In compound words with prepositions such as ad, ab, sub, dē, in, etc., I think the preposition should be treated as one syllable (but not always). As it is now, the meter grammar attaches the last consonant of the preposition as the onset of the next syllable. The issue would be to know in which cases the prefix in the compound word (if the subsequent syllable begins with a vowel) should be treated as one syllable, or whether the prefix should cause a split.

Example:
"ex numerō subit; ac magnō tellūris amōre"
subit is [su.bit] (i.e. the "b" is the onset)

"Ūnus abest, mediō in flūctū quem vīdimus ipsī"
abest is [ab.estː] (i.e. the "b" is the coda)

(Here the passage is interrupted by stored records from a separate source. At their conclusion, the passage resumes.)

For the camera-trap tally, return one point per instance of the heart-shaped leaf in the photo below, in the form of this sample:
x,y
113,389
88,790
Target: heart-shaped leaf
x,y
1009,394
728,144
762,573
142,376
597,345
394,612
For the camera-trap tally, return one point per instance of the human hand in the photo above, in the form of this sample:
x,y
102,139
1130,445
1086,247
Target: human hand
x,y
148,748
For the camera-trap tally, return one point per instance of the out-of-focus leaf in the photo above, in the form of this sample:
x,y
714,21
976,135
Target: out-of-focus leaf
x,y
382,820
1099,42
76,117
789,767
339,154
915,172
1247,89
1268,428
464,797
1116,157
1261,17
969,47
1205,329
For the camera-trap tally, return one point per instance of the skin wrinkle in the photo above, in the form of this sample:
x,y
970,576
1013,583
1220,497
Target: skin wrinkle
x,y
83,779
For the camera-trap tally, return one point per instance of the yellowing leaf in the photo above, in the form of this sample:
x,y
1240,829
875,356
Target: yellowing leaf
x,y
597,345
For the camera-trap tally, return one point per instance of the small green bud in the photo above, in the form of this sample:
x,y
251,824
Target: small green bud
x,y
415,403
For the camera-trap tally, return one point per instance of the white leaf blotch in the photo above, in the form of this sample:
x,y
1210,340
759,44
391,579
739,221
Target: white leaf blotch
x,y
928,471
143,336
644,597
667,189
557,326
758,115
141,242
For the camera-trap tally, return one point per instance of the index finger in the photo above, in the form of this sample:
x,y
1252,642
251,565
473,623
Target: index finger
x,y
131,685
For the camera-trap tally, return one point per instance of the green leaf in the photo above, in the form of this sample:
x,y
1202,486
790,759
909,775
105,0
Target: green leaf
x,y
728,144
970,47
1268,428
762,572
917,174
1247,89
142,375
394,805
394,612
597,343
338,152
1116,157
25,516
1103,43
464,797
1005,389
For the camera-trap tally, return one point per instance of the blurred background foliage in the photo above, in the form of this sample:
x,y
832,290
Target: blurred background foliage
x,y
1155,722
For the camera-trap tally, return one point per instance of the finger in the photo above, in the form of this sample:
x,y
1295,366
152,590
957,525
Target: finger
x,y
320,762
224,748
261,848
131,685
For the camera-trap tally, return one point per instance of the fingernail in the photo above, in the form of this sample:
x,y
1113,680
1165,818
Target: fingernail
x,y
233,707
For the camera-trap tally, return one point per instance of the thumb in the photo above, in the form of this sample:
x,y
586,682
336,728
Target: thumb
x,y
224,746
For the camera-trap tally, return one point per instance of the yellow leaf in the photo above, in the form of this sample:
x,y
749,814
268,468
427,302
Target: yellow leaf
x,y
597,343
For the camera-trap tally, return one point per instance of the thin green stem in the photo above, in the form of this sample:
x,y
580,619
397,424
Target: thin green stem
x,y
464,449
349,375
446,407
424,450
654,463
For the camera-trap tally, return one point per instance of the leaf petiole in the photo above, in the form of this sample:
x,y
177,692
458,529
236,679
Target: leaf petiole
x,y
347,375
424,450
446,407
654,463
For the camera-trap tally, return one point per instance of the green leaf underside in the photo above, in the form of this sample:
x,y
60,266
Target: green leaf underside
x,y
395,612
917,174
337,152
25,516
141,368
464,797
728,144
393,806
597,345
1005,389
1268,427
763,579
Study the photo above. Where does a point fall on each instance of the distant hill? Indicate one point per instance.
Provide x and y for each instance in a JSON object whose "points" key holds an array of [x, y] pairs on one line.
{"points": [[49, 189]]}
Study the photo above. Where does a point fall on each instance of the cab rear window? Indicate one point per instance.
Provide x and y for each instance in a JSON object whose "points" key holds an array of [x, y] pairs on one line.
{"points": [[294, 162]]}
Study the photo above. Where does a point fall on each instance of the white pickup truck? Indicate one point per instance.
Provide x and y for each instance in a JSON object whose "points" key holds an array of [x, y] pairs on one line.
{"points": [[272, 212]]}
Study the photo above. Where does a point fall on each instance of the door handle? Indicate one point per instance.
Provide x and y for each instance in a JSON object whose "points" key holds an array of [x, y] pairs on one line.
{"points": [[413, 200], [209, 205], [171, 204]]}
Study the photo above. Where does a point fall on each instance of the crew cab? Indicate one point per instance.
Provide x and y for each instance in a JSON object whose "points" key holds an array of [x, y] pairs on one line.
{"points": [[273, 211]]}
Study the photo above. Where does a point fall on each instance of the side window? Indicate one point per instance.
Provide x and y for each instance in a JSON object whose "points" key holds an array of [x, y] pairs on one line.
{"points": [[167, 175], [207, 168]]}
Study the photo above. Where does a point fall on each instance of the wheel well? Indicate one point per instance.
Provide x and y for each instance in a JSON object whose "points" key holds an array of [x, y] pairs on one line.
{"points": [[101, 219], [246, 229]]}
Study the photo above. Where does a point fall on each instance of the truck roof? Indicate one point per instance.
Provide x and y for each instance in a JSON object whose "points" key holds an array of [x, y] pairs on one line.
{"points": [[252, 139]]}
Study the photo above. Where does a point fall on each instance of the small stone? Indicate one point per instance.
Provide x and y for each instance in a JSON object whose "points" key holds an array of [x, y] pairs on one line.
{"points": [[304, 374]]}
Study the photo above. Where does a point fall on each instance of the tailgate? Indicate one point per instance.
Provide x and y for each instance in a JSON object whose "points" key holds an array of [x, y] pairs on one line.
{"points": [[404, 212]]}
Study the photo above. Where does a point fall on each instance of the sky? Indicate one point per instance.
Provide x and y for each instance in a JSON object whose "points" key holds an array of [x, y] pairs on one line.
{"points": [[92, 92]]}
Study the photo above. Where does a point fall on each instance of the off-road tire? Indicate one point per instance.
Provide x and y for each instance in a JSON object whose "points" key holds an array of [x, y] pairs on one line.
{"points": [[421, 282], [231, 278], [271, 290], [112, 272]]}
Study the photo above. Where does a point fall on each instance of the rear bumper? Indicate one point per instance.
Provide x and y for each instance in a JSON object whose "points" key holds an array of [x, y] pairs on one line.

I remember reading this somewhere---is this mentioned in Allen?

Why do you say it's [ab.est] here? I just scanned it and came to the opposite conclusion: first foot is a dactyl.

Knowing where a preposition like this is difficult without adding a full-blown morphological analyzer to the system since there are going to be so many false positives (like subit).

Sorry, you are right about [a.best].

I didn't get it from Allen, actually. I saw a picture of "The Beginners Latin Boo" by William C. Collar posted online that takes about it.

You are probably correct that the prefixes are split, I guess we can come back to it if we find otherwise?

I wonder if this is a case where it's varaible and we can treat it in optional.grm down the line.

This relates to our discussion elsewhere of intervocalic i that fails to geminate in compounds like biiugo and vowel-initial words prefixed with prae-.